Time really flys, another week of doing nothing. Try to write something several times, but end up fixing UI stuff. Are there better ways to write small things ? Or should I create a pinned threads for small thoughts. But I would update some interest articles here:

  1. 1. Ocaml in Rust way, another blog from JaneStreet Compiler Team
  2. 2. Simple View Transition API on MPA
  3. 3. Ocaml: Polymorphism and its limitations
  4. 4. Why doesn’t TypeScript properly type Object.keys?

Enjoy your weekend!

Updated 2023/5/29

Spent several days on reading Telegraml source code(a lib that build telegram bot), frustrated by not understanding how api gets called…

Read an excellent blog from JaneStreet Oxidizing Ocaml: Locality talking about their approach for better GC, and been back to GADT from Real World Ocaml (have a better grasp now as I am more comfortable with Ocaml Syntax).

Next article would be about either GADT or Backtracking(yeah I start learning algos again, see how far I could go this time)

Updated 2023/5/17

I post some interesting tree structures today, check it out: Trees In Ocaml

Updated 2023/5/10

I’ve been up to Ocaml or more generally Functional Programming for a while. Been captured by the simplicity of functional expression and beautiful pattern matching style.
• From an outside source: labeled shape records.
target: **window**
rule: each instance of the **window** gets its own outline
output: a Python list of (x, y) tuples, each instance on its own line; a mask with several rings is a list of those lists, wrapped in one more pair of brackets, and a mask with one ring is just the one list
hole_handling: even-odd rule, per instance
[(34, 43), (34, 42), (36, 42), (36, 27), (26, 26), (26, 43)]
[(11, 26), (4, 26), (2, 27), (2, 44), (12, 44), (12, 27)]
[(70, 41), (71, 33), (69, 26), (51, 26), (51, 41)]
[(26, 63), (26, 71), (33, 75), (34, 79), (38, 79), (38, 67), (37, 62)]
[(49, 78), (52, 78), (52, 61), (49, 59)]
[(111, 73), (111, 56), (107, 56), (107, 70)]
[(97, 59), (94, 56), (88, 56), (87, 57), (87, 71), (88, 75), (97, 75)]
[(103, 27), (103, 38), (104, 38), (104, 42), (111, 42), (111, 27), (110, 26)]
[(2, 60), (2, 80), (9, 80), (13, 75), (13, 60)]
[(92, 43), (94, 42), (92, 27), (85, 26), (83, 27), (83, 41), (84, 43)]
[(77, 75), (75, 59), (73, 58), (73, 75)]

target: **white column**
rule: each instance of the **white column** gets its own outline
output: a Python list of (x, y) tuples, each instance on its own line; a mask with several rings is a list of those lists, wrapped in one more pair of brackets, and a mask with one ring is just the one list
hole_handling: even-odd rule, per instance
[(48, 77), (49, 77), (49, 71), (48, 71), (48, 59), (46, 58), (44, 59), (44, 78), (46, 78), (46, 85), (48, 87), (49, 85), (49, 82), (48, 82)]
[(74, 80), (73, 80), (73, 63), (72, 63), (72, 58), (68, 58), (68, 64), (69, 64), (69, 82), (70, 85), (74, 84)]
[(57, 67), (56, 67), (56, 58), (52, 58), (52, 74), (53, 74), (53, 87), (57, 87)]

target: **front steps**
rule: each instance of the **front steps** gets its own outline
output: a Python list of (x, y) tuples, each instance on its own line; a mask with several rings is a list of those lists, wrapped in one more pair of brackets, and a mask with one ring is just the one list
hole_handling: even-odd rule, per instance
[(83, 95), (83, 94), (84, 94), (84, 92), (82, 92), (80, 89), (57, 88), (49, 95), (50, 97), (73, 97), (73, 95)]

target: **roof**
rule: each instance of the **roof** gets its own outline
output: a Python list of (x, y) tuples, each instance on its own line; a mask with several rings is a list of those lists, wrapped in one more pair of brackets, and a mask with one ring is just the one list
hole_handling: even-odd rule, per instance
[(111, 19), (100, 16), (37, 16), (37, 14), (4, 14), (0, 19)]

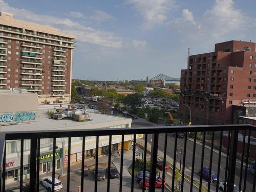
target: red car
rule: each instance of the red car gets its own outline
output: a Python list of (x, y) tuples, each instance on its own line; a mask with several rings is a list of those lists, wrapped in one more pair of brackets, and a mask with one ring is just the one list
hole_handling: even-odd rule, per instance
[[(143, 185), (143, 180), (140, 181), (140, 188), (142, 188)], [(162, 187), (162, 184), (163, 182), (162, 180), (160, 179), (156, 179), (156, 188), (159, 188)], [(164, 186), (165, 186), (166, 183), (164, 182)], [(145, 179), (145, 189), (148, 190), (148, 186), (150, 186), (150, 178), (146, 178)]]
[[(157, 161), (157, 167), (161, 170), (163, 170), (163, 161)], [(167, 164), (165, 164), (165, 168), (166, 169), (168, 169), (170, 168), (170, 166)]]

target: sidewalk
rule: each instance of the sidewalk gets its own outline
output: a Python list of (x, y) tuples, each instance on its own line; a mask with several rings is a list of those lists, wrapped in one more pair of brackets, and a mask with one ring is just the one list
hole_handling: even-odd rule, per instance
[[(142, 146), (144, 146), (144, 140), (142, 140), (142, 139), (138, 139), (136, 141), (136, 142), (139, 143)], [(148, 149), (147, 151), (148, 151), (148, 149), (151, 148), (151, 145), (148, 143), (147, 143), (147, 148)], [(158, 150), (157, 154), (158, 154), (158, 157), (163, 157), (163, 155), (164, 155), (163, 152), (161, 152), (160, 150)], [(173, 164), (173, 162), (174, 162), (173, 159), (172, 158), (167, 156), (167, 155), (166, 155), (166, 161), (167, 161), (169, 163), (172, 163), (172, 164)], [(180, 163), (179, 162), (177, 161), (176, 162), (176, 167), (179, 167), (179, 166), (180, 166)], [(183, 168), (182, 164), (181, 164), (181, 168), (182, 169)], [(185, 167), (185, 174), (187, 174), (187, 175), (190, 176), (191, 176), (191, 170), (189, 169), (188, 168), (186, 168), (186, 167)], [(190, 181), (189, 180), (188, 180), (187, 179), (186, 179), (186, 178), (184, 178), (184, 180), (186, 180), (189, 183), (190, 183)], [(196, 181), (198, 183), (199, 183), (199, 182), (200, 182), (200, 177), (199, 175), (198, 175), (196, 173), (196, 172), (194, 172), (194, 181)], [(198, 189), (199, 188), (199, 187), (196, 185), (195, 185), (195, 183), (193, 183), (193, 185), (194, 185), (195, 187), (196, 187)], [(207, 188), (207, 185), (208, 185), (208, 182), (203, 180), (203, 181), (202, 182), (202, 186), (203, 186)], [(210, 190), (211, 191), (211, 190), (216, 191), (216, 188), (215, 186), (214, 186), (213, 185), (210, 185)]]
However, the lack of study materials in various forms as well as the notorious lack of documentations discourage me a lot, I want to share some materials I think is usful here to help me catch up with FP better(this table would be updated frequently):

clickable titlecontentlevel
Real World OcamlUseful, Real-world example of Ocaml⭐⭐⭐
OCaml Programming: Correct + Efficient + BeautifulIntro Level FP course
CS3110: 15SPPrevious material of the second one, very useful⭐⭐

I like Real World Ocaml very much and strongly recommend this one if you got interest in Ocaml and already have some programming experience, I’ve finish first 8 chapters and stucked at the 9th chapter. And overall, my feeling of the examples given in the book is that easy ones are easy and make natural sense to me but some examples like the ones given in GADTs are hard to follow as polymorphic type have not been discussed at this chapter. I would write an article on my learnings of OCaml and stop here to talk about other resources.
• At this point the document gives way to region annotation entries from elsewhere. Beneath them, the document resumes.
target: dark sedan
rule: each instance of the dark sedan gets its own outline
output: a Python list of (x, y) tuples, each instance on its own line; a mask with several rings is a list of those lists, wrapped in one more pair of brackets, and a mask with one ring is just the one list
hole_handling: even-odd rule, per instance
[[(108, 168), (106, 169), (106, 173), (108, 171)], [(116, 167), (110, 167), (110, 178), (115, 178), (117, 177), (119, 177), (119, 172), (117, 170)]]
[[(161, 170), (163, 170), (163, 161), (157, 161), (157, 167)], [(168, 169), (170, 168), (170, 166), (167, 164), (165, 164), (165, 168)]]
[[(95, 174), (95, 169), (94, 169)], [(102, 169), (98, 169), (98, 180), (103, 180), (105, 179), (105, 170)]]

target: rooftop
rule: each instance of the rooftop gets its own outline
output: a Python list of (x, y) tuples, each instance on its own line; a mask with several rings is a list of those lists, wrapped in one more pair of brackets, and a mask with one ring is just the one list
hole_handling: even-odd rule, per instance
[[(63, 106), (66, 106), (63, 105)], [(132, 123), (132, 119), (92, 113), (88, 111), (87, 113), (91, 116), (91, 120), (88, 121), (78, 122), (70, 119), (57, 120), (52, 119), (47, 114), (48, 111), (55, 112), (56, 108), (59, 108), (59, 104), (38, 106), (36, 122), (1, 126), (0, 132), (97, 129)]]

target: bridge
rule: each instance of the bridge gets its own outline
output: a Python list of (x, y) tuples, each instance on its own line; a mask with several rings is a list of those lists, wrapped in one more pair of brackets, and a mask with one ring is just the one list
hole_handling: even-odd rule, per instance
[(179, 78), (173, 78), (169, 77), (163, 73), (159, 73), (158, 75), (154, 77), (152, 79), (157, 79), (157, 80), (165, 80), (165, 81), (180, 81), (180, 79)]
My first interest into Ocaml actually came from some random tweet sharing the OCaml Programming: Correct + Efficient + Beautiful course along with their textbook. But it is too intro at my first glance, many details are put into syntax, not language itself, which encourage me to start reading the official docs(as I did for the Julia lang, huge shoutout to julia docs, really good work). And you may know the result🫠. (The docs are so bad, not even have search function). Later, I stucked by Real World Ocaml, I went back to this book to find out that some important concept are discussed clearly.